Initial best-effort ZeroGPU port of Khala song generation

d1f1097 verified 5 days ago

preview code

raw

history blame contribute delete

4.33 kB

	# New Tokenizer System

	## Key Differences from the Old Tokenizer System

	### 1. Hugging Face–style API

	We now have a `MegatronTokenizer` class that provides a familiar, simple API similar to Hugging Face’s:

	`.from_pretrained()` – Load a tokenizer from a directory or file, automatically detecting the type and settings.

	`.write_metadata()` – Save tokenizer configuration (metadata) so that it can be reused without re-specifying parameters.

	This eliminates the need for long initialization arguments and hard-coded settings in training scripts.

	### 2. Tokenizer Metadata

	A metadata file (JSON) now stores all essential tokenizer configuration in one place:
	- Tokenizer library (e.g., HuggingFace, SentencePiece, TikToken, etc.)
	- Chat templates
	- Tokenizer class

	Benefits:
	- You only need to set these parameters once.
	- No more passing multiple CLI arguments for tokenizer settings.
	- Easy sharing — just copy the tokenizer directory with its metadata file.

	### 3. Library Classes Are Now Internal

	In the old system, you had to know which tokenizer library to use (`SentencePieceTokenizer`, `HuggingFaceTokenizer`, etc.) and instantiate it manually.

	In the new system:
	- The library is automatically detected from the metadata.
	- The correct tokenizer implementation is chosen under the hood.
	- Users don’t need to manually manage tokenizer classes.

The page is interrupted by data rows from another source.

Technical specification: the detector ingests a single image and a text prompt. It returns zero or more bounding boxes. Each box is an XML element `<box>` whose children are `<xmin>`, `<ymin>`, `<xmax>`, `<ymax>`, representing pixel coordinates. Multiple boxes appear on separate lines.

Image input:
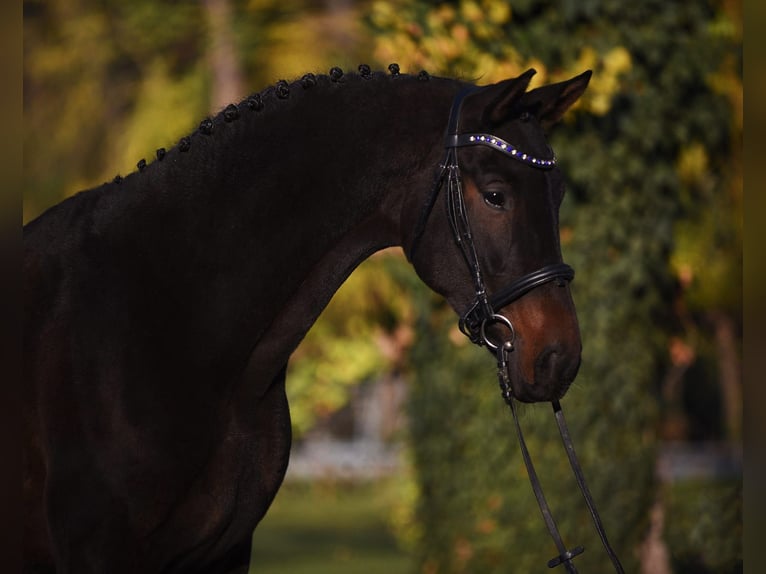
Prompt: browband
<box><xmin>443</xmin><ymin>86</ymin><xmax>556</xmax><ymax>168</ymax></box>
<box><xmin>451</xmin><ymin>134</ymin><xmax>556</xmax><ymax>168</ymax></box>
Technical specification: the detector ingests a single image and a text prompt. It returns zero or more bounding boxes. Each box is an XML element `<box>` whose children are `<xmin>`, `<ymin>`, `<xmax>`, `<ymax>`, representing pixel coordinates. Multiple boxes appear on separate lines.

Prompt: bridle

	### 3. Support for Model-specific Tokenizer Classes

	The system now supports:
	- Built-in LLM-specific tokenizers.
	- Custom tokenizers: You can create your own tokenizer class by inheriting from `MegatronTokenizerText` and specify it in the `tokenizer_class` field in the metadata file.
	- This allows advanced customization while keeping defaults simple for most users.

	### 4. Usage

	Creating and Saving Metadata

	```python
	from megatron.core.tokenizers import MegatronTokenizer

	# The metadata will be stored as a file named tokenizer_metadata.json inside the tokenizer’s directory.
	MegatronTokenizer.write_metadata(
	tokenizer_path="/path/to/tokenizer.model",
	tokenizer_library="sentencepiece",
	chat_template="chat template in jinja format",
	)

	# To use custom tokenizer class
	from megatron.core.tokenizers.text import MegatronTokenizerText

	class CustomTokenizer(MegatronTokenizerText):
	...

	MegatronTokenizer.write_metadata(
	tokenizer_path="/path/to/tokenizer.model",
	tokenizer_library="sentencepiece",
	chat_template="chat template in jinja format",
	tokenizer_class=CustomTokenizer,
	)

	# To save metadata to another dir
	MegatronTokenizer.write_metadata(
	tokenizer_path="/path/to/tokenizer.model",
	tokenizer_library="sentencepiece",
	metadata_path="/path/to/save/metadata.json",
	)

	```

	Restoring the tokenizer

	```python
	from megatron.core.tokenizers import MegatronTokenizer

	MegatronTokenizer.from_pretrained(
	tokenizer_path="/path/to/tokenizer.model",
	)

	# If metadata is not in tokenizer’s dir
	MegatronTokenizer.from_pretrained(
	tokenizer_path="/path/to/tokenizer.model",
	metadata_path="/path/to/metadata.json",
	)

	# Pass metadata as dict
	MegatronTokenizer.from_pretrained(
	tokenizer_path="GPT2BPETokenizer",
	metadata_path={"library": "megatron"},
	vocab_file="/path/to/vocab.txt",
	)

	# Pass additional params
	MegatronTokenizer.from_pretrained(
	tokenizer_path="/path/to/tokenizer/model.json",
	metadata_path={"library": "tiktoken"},
	pattern="v2",
	num_special_tokens=1000,
	)

	# Null tokenzier
	MegatronTokenizer.from_pretrained(
	metadata_path={"library": "null"},
	vocab_size=131072,
	)

	```

	### 4. Megatron-LM pretraining compatibility

	New tokenizer system is compatible with megatron-lm pretrain script. If `--tokenizer-metadata` is not specified, a default metadata file will be generated automatically.

	```bash
	# Null tokenizer
	torchrun --nproc_per_node=1 pretrain_gpt.py \
	... \
	--tokenizer-type NullTokenizer \
	--vocab-size 131072

	# HuggingFace tokenizer with specified metadata
	torchrun --nproc_per_node=1 pretrain_gpt.py \
	... \
	--tokenizer-type HuggingFaceTokenizer \
	--tokenizer-model meta-llama/Meta-Llama-3-8B \
	--tokenizer-metadata /path/to/metadata.json

	```

	The Megatron-LM pretraining script still supports the legacy tokenizer system. To enable it, simply add the `--legacy-tokenizer` flag.